Akalanka, de sete anos, é um dos que ficaram feridos com a explosão na igreja de São Sebastião. Uma bola de ferro atingiu a perna dele, fraturando o osso e alojando no músculo. Ele ia ganhar alta, mas ainda não sabia por que ainda estava no hospital.
"Nos ouviu mencionar a palavra 'bomba' e está nos perguntando o que significa. Disse a ele que é algo que faz um ruído forte. Não sabe que pode matar, mas tenho que explicar isso a ele, porque muitos dos amigos e companheiros morreram", diz a mãe.
Minimizar o trauma
Explicar aos filhos, muitos dos quais estão traumatizados, o que está acontecendo no Sri Lanka é o segundo desafio da população que ainda se recupera da brutalidade dos ataques.

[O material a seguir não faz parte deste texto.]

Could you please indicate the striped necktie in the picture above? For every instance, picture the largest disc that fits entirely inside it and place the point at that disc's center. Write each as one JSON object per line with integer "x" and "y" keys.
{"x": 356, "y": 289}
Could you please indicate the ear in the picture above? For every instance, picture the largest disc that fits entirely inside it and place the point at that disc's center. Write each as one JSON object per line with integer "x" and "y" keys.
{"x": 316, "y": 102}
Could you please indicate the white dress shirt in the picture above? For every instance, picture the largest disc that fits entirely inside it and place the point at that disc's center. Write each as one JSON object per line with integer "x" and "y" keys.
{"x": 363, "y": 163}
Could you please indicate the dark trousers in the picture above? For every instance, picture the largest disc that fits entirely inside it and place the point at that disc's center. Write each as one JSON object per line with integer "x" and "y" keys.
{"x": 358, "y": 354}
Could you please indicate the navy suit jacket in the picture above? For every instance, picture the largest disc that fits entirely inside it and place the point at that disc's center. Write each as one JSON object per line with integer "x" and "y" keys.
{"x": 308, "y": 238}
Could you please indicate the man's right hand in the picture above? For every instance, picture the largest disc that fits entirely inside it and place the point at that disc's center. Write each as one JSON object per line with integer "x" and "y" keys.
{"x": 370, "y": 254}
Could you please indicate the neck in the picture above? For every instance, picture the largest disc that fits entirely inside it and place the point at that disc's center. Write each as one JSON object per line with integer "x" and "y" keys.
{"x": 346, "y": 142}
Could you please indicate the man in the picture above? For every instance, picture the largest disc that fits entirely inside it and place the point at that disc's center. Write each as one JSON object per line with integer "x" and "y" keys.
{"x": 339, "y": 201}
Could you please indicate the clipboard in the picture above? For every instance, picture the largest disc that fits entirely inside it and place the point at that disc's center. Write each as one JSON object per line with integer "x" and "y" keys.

Várias organizações, entre elas a Unicef, estão publicando diretrizes para ajudar adultos a falar com filhos sobre o que aconteceu de uma maneira apropriada para cada idade.
Esses guias têm sido compartilhados amplamente nas redes sociais e também com pais e equipe médica nos hospitais, além de professores.
Voltar à escola é, dizem especialistas, uma boa maneira de ajudar às crianças a processar o episódio.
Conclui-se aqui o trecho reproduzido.